The Spanish court asked the European Court of Justice whether the tax exemption should be regarded as unlawful State aid where that tax exemption is applied to school buildings.
This raised the question whether exemption from certain taxes granted by a Member State to a religious community, even where the activities have no strictly religious purpose, constitutes State aid.
In her Opinion, Advocate General Juliane Kokott concluded that a tax exemption such as this one does not contravene the prohibition on State aid where it affects a school building used by the Catholic Church for the provision of educational services in the context of its social, cultural and educational mission.
However, the Opinion states that the tax exemption would constitute State aid if the building concerned were used “for genuinely commercial objectives”.
The EU Treaties require the EU to respect the status of churches in the Member States and not to prejudice that status. However, this does not mean that church activity is excluded from the scope of EU law generally. Rather that, in interpretation and application of EU law, the status of the Church has to be respected and may not be prejudiced.
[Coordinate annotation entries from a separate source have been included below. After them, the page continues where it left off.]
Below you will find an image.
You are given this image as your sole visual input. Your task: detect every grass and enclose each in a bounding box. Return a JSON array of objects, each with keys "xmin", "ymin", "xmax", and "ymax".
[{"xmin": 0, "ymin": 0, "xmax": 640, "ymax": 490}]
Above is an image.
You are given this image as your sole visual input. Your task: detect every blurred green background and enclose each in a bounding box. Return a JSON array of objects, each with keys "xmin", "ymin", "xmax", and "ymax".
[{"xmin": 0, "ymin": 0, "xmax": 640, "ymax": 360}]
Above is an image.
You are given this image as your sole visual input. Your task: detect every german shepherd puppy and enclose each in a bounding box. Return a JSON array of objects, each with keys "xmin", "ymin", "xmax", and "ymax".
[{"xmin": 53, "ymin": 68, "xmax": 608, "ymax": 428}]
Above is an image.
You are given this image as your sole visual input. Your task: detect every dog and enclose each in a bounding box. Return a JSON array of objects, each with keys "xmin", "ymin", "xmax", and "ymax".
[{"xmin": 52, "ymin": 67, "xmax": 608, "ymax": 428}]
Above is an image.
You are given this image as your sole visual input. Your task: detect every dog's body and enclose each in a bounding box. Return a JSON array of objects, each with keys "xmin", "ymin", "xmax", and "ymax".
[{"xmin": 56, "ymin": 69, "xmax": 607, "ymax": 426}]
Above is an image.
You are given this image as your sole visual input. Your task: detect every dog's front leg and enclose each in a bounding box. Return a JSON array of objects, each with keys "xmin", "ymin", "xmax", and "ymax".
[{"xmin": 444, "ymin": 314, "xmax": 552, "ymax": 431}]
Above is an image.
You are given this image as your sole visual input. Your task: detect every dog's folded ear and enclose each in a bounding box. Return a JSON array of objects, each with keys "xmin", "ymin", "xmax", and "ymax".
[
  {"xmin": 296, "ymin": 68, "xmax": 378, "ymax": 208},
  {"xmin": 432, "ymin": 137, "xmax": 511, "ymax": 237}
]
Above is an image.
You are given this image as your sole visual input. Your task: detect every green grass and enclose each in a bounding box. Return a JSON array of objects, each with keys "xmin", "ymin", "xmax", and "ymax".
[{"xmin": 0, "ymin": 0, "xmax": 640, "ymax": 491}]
To determine whether the prohibition on State aid is applicable to the tax exemption at issue, the Opinion states that distinction must be made between use of the building for compulsory education and use for voluntary education.
As the compulsory education provided is fully integrated into the public education system in Spain, and the school is pursuing a specific “social, cultural and educational mission” (the pursuit of a strictly religious objective is not required), it is assumed that, to that extent, the activity is a non-economic one.
EU competition law and thus the prohibition on State aid is not applicable to that situation.
On the other hand, the voluntary education offered does appear to be commercial in nature, so that this must be assumed to be an economic activity, to which the prohibition on State aid applies.
Only where it constitutes less than 10% and is thus entirely ancillary may an activity be regarded as a non-economic activity.
If there is an economic activity (which is a matter for the Spanish court to determine) and the prohibition on State aid is therefore applicable, then according to the Advocate General – the tax exemption at issue does constitute State aid.
As the Spanish tax on constructions, installations and works in question was introduced only after the accession of Spain to the EU, the tax exemption at issue (for an economic activity) must, in Mrs Kokott’s view, be regarded not as existing aid but as new aid.
She stresses that it must, accordingly, be notified to the Commission and may not be granted without the Commission’s authorisation.
The particular circumstance that the tax exemption at issue arises from an international agreement with the Vatican dating from before the accession of Spain to the EU, however, allows a temporary derogation from the prohibition on State aid in EU law.
In so far as the agreement allows a margin of discretion to remove the economic activity of the Catholic Church from the scope of the tax exemption at issue it must be exercised. If there is not (yet) such a discretion Spain must seek an appropriate arrangement with the Vatican. If such an arrangement is not possible within a reasonable time, Spain must terminate the agreement.